Porsche liegt in zwei von drei Wertungen der FIA Formel E-WM auf Rang eins. Noch drei Rennen bis zum Finale.
Porsche steht in der Formel E vor einer historischen Chance: Beim Heimspiel in Berlin und im Saisonfinale in London kämpft das Werksteam nicht nur um den Fahrertitel, sondern auch um die Team- und Herstellerkrone.
Nach Platz zwei von Weltmeister Pascal Wehrlein im Samstagsrennen von Berlin erklärt Motorsportchef Thomas Laudenbach, was der Erfolg für den Sportwagenhersteller bedeuten würde.
Porsche-Motorsportchef: „Ein Titel wäre schon außergewöhnlich“
Nach drei Jahren in der Elektrorennserie zählt Porsche uneingeschränkt zu den Topteams. Im Vorjahr holten die Stuttgarter mit Wehrlein den Fahrertitel, ein Jahr zuvor sicherte sich Jake Dennis im Kunden-Porsche von Envision den WM-Pokal.
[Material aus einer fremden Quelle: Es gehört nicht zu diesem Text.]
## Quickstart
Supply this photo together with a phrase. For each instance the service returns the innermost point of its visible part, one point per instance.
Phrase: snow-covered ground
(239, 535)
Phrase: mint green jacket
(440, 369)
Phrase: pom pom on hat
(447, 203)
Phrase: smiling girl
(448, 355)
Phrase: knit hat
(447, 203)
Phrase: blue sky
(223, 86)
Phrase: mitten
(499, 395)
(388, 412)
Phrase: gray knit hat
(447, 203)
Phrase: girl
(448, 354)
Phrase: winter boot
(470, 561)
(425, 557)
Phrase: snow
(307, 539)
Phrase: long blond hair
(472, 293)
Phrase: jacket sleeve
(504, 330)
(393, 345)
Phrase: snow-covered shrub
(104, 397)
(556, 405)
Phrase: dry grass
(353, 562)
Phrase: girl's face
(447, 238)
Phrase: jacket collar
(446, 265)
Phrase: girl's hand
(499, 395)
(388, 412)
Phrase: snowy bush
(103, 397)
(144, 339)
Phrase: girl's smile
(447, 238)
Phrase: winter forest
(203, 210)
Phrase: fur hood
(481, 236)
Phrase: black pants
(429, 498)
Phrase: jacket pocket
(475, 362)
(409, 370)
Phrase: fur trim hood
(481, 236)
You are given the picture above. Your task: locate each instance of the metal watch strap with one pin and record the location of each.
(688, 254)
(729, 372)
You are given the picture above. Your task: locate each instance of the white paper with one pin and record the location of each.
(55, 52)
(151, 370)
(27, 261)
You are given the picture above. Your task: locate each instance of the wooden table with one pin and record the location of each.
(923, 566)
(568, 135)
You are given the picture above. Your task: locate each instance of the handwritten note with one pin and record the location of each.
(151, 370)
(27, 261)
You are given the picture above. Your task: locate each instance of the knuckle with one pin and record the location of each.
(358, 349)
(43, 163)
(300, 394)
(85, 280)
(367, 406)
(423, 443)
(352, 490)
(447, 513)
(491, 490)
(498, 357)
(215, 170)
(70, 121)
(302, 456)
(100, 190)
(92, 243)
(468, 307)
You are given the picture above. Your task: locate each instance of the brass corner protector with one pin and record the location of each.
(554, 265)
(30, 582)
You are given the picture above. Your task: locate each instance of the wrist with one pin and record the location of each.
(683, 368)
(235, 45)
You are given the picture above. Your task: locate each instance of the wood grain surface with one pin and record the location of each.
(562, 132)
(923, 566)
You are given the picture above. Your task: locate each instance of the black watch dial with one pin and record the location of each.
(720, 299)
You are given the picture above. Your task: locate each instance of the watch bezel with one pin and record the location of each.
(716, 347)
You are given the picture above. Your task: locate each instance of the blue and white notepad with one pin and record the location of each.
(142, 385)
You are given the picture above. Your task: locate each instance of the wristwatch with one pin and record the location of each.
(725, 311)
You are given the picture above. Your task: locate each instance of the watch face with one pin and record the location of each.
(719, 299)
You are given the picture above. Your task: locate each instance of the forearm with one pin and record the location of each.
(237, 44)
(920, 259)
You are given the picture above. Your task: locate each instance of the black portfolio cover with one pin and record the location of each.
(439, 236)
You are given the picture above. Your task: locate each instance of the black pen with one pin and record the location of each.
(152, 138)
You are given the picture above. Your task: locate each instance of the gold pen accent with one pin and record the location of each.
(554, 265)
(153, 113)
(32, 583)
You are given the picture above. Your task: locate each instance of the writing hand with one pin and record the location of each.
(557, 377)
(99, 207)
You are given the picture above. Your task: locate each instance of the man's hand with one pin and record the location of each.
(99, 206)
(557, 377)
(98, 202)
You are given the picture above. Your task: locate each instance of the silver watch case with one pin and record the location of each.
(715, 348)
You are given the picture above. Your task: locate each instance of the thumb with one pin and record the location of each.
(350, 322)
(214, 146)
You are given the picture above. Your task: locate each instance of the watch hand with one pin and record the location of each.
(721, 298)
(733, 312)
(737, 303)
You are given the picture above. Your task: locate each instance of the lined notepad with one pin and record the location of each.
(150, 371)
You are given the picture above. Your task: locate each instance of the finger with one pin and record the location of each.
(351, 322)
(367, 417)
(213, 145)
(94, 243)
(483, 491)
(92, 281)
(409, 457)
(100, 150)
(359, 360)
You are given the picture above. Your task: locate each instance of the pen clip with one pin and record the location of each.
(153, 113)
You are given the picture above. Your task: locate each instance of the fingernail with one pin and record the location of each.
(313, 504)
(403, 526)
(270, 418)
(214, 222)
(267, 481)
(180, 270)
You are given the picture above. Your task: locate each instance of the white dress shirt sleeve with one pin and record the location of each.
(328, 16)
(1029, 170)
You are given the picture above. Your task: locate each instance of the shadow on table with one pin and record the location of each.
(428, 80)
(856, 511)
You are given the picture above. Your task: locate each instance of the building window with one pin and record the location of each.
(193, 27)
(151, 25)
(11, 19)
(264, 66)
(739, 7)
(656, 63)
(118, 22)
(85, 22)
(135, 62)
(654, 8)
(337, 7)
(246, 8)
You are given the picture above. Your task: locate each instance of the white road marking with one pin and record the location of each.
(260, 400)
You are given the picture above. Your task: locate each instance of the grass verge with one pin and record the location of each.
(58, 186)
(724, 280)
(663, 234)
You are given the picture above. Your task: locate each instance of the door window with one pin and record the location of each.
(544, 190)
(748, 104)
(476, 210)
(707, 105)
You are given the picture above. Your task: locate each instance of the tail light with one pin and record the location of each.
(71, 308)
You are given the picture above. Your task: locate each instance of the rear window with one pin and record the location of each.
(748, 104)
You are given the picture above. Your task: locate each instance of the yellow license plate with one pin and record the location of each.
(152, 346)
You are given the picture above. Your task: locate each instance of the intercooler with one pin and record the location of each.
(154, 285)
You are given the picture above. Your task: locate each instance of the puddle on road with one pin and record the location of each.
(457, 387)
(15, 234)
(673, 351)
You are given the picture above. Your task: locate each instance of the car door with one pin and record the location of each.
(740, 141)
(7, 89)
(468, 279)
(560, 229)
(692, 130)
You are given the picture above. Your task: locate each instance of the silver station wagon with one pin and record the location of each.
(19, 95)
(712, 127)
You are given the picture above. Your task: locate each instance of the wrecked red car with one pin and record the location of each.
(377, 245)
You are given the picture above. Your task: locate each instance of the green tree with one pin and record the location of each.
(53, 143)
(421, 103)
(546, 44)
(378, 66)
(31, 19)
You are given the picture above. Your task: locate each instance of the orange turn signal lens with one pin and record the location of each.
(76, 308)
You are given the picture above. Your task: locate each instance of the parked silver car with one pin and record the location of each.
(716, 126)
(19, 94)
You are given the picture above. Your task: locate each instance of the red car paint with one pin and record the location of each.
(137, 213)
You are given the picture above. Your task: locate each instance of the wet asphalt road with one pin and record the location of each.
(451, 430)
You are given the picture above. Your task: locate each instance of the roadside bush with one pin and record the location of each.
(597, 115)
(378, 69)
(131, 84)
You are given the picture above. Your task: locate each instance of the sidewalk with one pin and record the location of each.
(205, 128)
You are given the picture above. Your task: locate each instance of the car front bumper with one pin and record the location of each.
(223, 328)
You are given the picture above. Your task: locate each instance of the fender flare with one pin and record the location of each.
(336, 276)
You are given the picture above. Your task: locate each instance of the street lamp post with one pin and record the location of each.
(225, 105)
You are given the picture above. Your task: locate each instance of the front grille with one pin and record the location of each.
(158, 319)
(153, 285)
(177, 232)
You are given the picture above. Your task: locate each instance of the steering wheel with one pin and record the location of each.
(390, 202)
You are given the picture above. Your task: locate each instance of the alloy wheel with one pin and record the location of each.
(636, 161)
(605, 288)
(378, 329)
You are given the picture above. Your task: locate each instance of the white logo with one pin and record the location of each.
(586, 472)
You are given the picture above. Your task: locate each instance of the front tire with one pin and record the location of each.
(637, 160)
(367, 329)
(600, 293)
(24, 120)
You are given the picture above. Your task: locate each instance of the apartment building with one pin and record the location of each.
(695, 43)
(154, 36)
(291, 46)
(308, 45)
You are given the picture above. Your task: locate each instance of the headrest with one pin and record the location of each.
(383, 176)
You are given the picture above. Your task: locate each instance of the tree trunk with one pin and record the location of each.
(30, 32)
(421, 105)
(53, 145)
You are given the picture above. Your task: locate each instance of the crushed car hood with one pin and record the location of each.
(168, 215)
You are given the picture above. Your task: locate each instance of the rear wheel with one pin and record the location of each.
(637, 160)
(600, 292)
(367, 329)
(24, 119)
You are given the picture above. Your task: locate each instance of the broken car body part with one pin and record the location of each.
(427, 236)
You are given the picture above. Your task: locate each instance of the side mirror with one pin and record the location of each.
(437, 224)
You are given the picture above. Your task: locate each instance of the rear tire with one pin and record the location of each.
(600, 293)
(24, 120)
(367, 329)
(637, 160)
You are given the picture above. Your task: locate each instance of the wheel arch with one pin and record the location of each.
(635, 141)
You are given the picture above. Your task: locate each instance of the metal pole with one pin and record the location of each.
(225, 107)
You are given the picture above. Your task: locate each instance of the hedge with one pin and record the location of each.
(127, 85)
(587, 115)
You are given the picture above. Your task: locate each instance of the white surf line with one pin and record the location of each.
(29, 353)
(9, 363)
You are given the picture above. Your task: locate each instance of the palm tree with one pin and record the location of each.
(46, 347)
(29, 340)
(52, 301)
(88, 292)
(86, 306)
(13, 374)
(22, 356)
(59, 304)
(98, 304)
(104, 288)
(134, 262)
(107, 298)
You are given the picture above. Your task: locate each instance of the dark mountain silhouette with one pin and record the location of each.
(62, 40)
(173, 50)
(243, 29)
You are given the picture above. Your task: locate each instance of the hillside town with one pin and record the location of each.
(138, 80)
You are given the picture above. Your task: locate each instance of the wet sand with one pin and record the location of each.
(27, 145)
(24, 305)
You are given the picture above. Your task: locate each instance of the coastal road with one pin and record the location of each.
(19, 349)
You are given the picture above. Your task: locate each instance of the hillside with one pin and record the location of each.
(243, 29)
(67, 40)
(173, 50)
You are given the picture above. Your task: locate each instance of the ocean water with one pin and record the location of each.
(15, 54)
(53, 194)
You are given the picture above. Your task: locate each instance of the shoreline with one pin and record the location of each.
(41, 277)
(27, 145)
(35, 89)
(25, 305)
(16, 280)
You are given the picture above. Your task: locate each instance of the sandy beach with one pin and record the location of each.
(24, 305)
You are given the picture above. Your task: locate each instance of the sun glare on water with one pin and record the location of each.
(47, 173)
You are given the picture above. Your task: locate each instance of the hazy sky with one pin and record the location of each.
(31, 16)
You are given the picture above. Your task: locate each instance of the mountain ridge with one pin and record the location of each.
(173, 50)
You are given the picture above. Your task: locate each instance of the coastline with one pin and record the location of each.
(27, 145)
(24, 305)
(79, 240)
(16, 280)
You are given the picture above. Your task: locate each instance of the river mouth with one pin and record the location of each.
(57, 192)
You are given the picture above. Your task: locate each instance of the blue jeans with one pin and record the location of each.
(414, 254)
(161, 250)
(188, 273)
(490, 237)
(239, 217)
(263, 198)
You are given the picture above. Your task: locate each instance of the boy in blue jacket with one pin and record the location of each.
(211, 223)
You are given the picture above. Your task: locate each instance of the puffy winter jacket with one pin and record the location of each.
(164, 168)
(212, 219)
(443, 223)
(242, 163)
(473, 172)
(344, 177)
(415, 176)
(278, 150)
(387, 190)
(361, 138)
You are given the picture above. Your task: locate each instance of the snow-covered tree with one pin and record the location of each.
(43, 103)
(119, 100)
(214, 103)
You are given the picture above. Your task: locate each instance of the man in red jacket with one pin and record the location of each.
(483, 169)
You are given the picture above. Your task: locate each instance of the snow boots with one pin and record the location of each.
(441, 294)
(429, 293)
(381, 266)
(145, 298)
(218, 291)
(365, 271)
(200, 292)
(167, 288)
„Für uns wäre es großartig, in der dritten Saison in Folge einen Titel zu gewinnen“, betont Laudenbach. „Sowohl der Teamtitel als auch der Herstellertitel wären eine Bestätigung unserer Arbeit.“
Klar ist: So konstant dominant wie Porsche war bisher kaum ein Hersteller in der Elektroformel. Laudenbach: „Ich kann mich nicht erinnern, dass das einer anderen Marke in der Formel E gelungen ist. Unser Ziel war es immer, an der Spitze mitzufahren – das dokumentiert man am besten mit einem Titel.“
FIA-Titel für Hersteller: „Besonders wichtig“
Florian Modlinger, Gesamtprojektleiter Formel E bei Porsche, ergänzt: „Wir sind ein OEM, für uns als Hersteller ist der FIA-WM-Titel besonders wichtig. Es wäre das erste Mal für uns, dass wir uns als Werksteam Weltmeister nennen dürfen. Ich habe schon einmal mit einem anderen Team (Audi; d. Red.) den Titel geholt, aber das war noch kein FIA-Weltmeistertitel.“

Eine Konstellation, die den aktuellen Kampf um die Krone umso bedeutsamer macht: „Wenn wir in nur drei Jahren den Weltmeistertitel holen würden, wäre das außergewöhnlich. Darauf könnte das gesamte Team stolz sein“, so Modlinger.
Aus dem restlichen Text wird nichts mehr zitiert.